# Had this cross the road in front me this morning



## Rackbuster (May 28, 2018)

This crossed the road in front of my wife and me this morning in worth county going to my sister's.  We rounded a curve and started down a hill and he was laying on my side in the road. He saw us and raised up and walked into the ditch. I got to him and got out and took pics with my phone. He was 9 or 10 feet. Looked lot bigger when standing about 10 feet away.


----------



## Nicodemus (May 28, 2018)

One like that does a lot of damage to a car when it hits one.


----------



## Cmp1 (May 28, 2018)

Wow,,,, pretty good size,,,,


----------



## Rackbuster (May 28, 2018)

Yep Nick my little ranger would of got airborne. Lol  Wife tickled me she got out before me taking pics but when I made it round front of truck the gator turned. She jumped back in the cab. It was on hwy 256.


----------



## Nicodemus (May 28, 2018)

Rackbuster said:


> Yep Nick my little ranger would of got airborne. Lol  Wife tickled me she got out before me taking pics but when I made it round front of truck the gator turned. She jumped back in the cab. It was on hwy 256.




I bet she did.   

I nearly hit one not quite big as that one over at Cordray`s Mill on 62 a few years ago. That would have been a big mess on everybody`s part. There was a Godzilla sized gator got hit on 82 in Acree about 10 years ago. Him and the car were a total loss.


----------



## Mexican Squealer (May 28, 2018)

''Tis the season


----------



## Cmp1 (May 28, 2018)

Nicodemus said:


> I bet she did.
> 
> I nearly hit one not quite big as that one over at Cordray`s Mill on 62 a few years ago. That would have been a big mess on everybody`s part. There was a Godzilla sized gator got hit on 82 in Acree about 10 years ago. Him and the car were a total loss.

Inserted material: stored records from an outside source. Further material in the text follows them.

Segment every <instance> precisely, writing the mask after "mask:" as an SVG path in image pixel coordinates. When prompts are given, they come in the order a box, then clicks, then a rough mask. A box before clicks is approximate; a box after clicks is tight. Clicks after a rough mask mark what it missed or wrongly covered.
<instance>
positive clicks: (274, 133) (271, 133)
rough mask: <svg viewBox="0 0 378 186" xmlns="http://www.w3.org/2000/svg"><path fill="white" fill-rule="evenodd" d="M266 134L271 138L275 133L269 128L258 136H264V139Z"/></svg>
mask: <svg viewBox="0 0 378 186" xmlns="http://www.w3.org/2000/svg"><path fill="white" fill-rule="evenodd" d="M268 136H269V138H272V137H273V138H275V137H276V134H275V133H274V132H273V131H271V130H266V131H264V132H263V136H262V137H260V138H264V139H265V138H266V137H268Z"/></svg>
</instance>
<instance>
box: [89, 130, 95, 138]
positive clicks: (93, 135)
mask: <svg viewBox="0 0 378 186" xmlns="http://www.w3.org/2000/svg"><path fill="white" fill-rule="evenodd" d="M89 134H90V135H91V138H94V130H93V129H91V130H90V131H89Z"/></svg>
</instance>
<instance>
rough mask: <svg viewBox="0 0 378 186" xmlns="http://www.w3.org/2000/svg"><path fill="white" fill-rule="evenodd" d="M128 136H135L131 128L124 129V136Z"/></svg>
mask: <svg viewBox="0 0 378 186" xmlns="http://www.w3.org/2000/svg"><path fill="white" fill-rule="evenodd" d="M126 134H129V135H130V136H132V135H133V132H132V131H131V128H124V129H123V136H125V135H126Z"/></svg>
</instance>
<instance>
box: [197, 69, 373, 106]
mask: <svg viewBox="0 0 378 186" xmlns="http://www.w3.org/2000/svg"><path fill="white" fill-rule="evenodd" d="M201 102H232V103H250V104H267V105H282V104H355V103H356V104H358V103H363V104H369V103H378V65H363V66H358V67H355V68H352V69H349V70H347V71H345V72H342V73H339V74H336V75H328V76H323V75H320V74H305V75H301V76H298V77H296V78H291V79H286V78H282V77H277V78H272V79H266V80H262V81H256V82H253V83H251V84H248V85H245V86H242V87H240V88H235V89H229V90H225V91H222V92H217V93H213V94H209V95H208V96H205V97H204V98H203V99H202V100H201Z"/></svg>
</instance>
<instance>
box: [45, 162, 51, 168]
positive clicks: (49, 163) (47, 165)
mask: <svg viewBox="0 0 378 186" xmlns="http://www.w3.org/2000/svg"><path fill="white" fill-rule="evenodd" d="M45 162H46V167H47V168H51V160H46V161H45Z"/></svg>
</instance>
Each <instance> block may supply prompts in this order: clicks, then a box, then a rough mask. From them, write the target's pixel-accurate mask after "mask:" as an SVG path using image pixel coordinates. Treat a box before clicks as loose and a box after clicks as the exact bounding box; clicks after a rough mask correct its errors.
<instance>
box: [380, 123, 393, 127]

Are they protected there Nic?


----------



## Nicodemus (May 28, 2018)

Cmp1 said:


> Are they protected there Nic?





Yes, but there is a hunting season on them. To get a gator tag you have to apply for it and names are computer drawn.


----------



## Cmp1 (May 29, 2018)

Nicodemus said:


> Yes, but there is a hunting season on them. To get a gator tag you have to apply for it and names are computer drawn.



Never had Gator, but heard it's pretty good eating,,,,


----------



## bilgerat (May 29, 2018)

Love some fried gator tail.  especially on Ga / Fl game day!!!


----------



## Nicodemus (May 29, 2018)

Cmp1 said:


> Never had Gator, but heard it's pretty good eating,,,,





It`s not bad. Younger, smaller gators eat better`n old bulls though.


----------



## NCHillbilly (May 29, 2018)

Not something you see every day. 

I saw on the news a couple weeks ago where a woman and her two kids were killed when they hit a 9-foot alligator on I-95 in SC.


----------



## Jester896 (Jun 5, 2018)

Nic...I had some grilled at a little place outside of Hard Rock in AL once that was pretty darn good


----------



## Beenthere&donethat (Jun 6, 2018)

WOW! That thing looks huge.


----------